Le rendez-vous est lui aussi soumis à de grandes mesures de précautions. « Avant l’osculation, le patient se lave les mains avec la solution hydroalcoolique et même après, et moi aussi bien sûr. C’est le rituel impératif. Et bien sûr je porte un masque », explique le médecin. « D’ailleurs après plusieurs utilisations du gel, je me lave les mains avec de l’eau et du savon ».
Le nettoyage – pas seulement des mains – fait aussi partie de son quotidien. « Maintenant, je passe mon temps à nettoyer les poignées de porte, chaises, les écrans, clavier, etc… c’est plusieurs fois par jour. Il y a un surcroît d’hygiène indispensable. C’est drastique ». Frédérique Lavit ne voit plus sa famille depuis le début de confinement, car précise-t-elle, on peut être « porteur sain et je ne veux pas leur faire courir de risques ».
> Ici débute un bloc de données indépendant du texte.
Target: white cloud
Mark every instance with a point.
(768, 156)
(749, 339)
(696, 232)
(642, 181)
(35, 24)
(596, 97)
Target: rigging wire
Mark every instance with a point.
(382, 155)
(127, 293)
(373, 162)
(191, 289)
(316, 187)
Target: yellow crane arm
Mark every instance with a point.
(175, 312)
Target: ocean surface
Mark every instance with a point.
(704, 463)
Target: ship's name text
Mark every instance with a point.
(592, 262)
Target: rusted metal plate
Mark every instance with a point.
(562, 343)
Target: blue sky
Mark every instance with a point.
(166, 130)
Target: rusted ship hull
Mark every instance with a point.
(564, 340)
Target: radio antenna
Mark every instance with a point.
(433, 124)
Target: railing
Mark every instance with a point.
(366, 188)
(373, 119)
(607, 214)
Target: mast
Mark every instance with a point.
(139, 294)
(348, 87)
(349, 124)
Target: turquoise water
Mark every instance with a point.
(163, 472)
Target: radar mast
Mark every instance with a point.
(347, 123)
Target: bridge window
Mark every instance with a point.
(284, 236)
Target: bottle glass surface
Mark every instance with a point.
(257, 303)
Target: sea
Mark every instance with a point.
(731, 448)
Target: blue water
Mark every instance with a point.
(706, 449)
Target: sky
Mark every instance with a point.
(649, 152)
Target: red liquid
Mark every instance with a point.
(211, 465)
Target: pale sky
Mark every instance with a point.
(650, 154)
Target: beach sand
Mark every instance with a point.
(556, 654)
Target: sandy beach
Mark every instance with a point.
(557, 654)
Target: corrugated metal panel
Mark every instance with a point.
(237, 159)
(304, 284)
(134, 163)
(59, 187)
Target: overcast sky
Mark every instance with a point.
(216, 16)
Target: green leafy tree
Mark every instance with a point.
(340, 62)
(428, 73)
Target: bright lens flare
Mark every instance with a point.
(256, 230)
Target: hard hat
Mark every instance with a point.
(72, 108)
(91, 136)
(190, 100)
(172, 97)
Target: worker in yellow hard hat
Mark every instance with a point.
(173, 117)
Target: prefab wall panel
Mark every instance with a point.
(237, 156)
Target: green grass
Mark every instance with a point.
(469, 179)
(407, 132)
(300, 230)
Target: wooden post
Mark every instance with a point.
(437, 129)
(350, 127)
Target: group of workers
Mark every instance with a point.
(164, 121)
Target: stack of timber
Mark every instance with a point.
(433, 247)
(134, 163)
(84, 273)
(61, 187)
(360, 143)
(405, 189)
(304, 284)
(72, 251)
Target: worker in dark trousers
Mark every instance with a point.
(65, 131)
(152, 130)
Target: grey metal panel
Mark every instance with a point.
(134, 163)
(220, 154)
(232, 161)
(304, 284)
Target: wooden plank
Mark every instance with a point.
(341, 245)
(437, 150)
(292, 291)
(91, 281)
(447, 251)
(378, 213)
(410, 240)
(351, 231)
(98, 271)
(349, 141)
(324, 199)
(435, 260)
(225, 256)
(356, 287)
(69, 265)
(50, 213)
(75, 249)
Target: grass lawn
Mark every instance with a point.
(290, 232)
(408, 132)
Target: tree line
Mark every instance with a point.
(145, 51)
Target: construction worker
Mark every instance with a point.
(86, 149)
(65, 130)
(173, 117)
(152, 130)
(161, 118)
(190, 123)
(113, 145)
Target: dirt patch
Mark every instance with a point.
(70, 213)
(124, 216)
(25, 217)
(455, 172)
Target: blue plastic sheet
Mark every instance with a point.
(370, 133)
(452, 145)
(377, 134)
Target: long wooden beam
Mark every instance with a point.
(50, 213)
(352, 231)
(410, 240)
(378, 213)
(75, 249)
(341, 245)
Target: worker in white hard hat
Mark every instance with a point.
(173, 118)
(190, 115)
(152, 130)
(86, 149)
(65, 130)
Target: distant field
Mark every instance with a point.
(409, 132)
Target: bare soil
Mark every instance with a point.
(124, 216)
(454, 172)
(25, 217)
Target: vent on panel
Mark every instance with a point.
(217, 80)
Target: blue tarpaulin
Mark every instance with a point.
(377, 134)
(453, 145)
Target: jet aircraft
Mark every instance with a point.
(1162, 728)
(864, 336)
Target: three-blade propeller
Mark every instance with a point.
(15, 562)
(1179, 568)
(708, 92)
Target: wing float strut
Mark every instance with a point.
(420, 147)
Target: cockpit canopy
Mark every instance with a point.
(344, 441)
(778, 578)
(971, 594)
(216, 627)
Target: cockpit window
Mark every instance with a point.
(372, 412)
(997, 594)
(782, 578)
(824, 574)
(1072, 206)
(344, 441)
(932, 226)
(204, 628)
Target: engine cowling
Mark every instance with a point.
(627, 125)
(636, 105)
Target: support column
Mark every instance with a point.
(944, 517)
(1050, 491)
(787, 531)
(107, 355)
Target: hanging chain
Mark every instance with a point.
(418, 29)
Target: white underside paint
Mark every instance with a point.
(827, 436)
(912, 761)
Les soignants en première ligne, à l’hôpital ou en libéral, sont devenus des héros de cette guerre sanitaire sans précédent. Chaque soir, à 20 heures, un hommage leur est d’ailleurs rendu aux fenêtres. Les applaudissements fusent pendant de longues minutes, aux quatre coins de l’hexagone. Des héros dont le souhait est de disposer « des bonnes armes, pour tous, sans restriction, pour se protéger et mettre définitivement ce virus hors d’état de nuire ».
A toutes ces femmes et ces hommes en blanc « merci ». Cinq petites lettres pour une somme de courage, de conscience et d’abnégation. Mais un mot qui ne sera sans doute jamais assez fort pour un tel engagement !
*les prénoms ont été changés, les infirmiers préférant garder l’anonymat en raison du contexte de crise, et pour certains de leur statut d’élèves réquisitionnés.